# 23 Point process modeling

## 23.1 Log-Gaussian Cox processes

Log-Gaussian Cox processes (LGCPs) are typically used to model phenomena that are environmentally driven . A LGCP is a Poisson process with a varying intensity, which is itself a stochastic process of the form

$\Lambda(\boldsymbol{s}) = exp(Z(\boldsymbol{s})),$ where $$Z = \{Z(\boldsymbol{s}) : \boldsymbol{s} \in \mathbb{R^2}\}$$ is a Gaussian process.

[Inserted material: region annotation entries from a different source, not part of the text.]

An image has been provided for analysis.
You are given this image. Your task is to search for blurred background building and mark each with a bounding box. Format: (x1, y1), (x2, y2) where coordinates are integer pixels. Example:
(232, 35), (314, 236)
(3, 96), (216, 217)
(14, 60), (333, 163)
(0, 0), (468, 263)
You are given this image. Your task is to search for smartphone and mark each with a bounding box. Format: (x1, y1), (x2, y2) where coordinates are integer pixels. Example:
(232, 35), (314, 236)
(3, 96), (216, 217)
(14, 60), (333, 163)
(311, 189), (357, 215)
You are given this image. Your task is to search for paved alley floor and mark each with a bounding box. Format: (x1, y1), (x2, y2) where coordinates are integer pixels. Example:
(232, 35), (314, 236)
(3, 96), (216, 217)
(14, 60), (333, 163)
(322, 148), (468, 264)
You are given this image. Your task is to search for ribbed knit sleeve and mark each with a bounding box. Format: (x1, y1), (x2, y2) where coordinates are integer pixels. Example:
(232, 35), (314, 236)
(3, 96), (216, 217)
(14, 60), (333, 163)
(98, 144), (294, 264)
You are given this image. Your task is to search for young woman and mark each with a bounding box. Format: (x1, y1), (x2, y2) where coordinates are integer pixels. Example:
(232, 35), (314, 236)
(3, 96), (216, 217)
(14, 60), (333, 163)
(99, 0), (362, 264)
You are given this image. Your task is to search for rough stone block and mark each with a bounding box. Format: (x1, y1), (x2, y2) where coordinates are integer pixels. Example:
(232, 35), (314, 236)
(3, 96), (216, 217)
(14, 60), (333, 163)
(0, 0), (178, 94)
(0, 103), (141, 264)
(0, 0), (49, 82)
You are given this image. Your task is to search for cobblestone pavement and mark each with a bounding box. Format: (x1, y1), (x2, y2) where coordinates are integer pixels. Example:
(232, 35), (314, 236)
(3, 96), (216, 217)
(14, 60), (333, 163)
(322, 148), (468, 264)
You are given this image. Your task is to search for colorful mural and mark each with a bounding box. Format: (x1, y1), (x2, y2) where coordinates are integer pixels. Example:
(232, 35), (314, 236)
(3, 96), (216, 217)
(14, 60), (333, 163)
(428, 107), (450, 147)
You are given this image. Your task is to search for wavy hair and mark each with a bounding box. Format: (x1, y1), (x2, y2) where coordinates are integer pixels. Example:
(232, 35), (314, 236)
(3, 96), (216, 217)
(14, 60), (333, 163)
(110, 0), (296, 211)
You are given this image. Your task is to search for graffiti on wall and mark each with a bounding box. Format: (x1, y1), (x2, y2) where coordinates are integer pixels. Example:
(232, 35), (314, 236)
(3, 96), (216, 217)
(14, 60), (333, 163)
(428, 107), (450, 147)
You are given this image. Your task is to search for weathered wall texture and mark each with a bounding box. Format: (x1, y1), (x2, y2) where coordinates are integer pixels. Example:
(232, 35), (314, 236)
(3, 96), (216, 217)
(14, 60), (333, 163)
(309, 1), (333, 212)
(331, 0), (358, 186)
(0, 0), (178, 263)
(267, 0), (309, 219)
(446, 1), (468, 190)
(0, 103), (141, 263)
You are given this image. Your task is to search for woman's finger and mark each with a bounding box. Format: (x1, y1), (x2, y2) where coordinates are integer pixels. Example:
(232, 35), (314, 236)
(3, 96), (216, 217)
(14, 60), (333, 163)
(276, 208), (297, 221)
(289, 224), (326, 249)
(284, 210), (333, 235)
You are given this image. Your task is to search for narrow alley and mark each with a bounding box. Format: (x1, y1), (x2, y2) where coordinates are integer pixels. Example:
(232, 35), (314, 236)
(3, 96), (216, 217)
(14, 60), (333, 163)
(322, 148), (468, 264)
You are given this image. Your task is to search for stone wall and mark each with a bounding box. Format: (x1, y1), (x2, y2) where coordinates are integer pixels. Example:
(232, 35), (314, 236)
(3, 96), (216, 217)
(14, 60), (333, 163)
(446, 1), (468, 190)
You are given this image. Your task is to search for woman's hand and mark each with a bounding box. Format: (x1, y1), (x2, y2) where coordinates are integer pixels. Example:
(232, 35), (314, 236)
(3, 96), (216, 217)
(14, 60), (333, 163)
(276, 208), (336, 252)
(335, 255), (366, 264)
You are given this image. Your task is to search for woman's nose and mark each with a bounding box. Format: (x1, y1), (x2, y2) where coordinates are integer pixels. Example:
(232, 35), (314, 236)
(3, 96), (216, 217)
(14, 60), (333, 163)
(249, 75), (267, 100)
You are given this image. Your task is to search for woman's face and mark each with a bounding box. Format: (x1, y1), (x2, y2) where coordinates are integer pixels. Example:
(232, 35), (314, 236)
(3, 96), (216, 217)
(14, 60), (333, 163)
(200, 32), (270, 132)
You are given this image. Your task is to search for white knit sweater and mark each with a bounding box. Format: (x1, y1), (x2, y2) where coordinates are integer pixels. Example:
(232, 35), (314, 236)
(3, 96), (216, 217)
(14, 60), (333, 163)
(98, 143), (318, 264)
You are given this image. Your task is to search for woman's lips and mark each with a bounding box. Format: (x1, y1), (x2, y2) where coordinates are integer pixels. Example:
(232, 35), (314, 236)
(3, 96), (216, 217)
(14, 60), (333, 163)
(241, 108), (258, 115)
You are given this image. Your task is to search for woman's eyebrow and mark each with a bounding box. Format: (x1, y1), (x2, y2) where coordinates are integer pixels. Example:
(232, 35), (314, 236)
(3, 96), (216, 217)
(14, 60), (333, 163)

Then, conditional on $$\Lambda(\cdot)$$, the point process is an inhomogeneous Poisson process with intensity $$\Lambda(\cdot)$$. This implies that the number of events in any region $$A$$ is Poisson distributed with mean $$\int_A \Lambda(\boldsymbol{s})d\boldsymbol{s}$$, and the locations of events are an independent random sample from the distribution on $$A$$ with probability density proportional to $$\Lambda(\cdot)$$. A LGCP model can also include spatial explanatory variables providing a flexible approach for describing and predicting a wide range of spatial phenomena.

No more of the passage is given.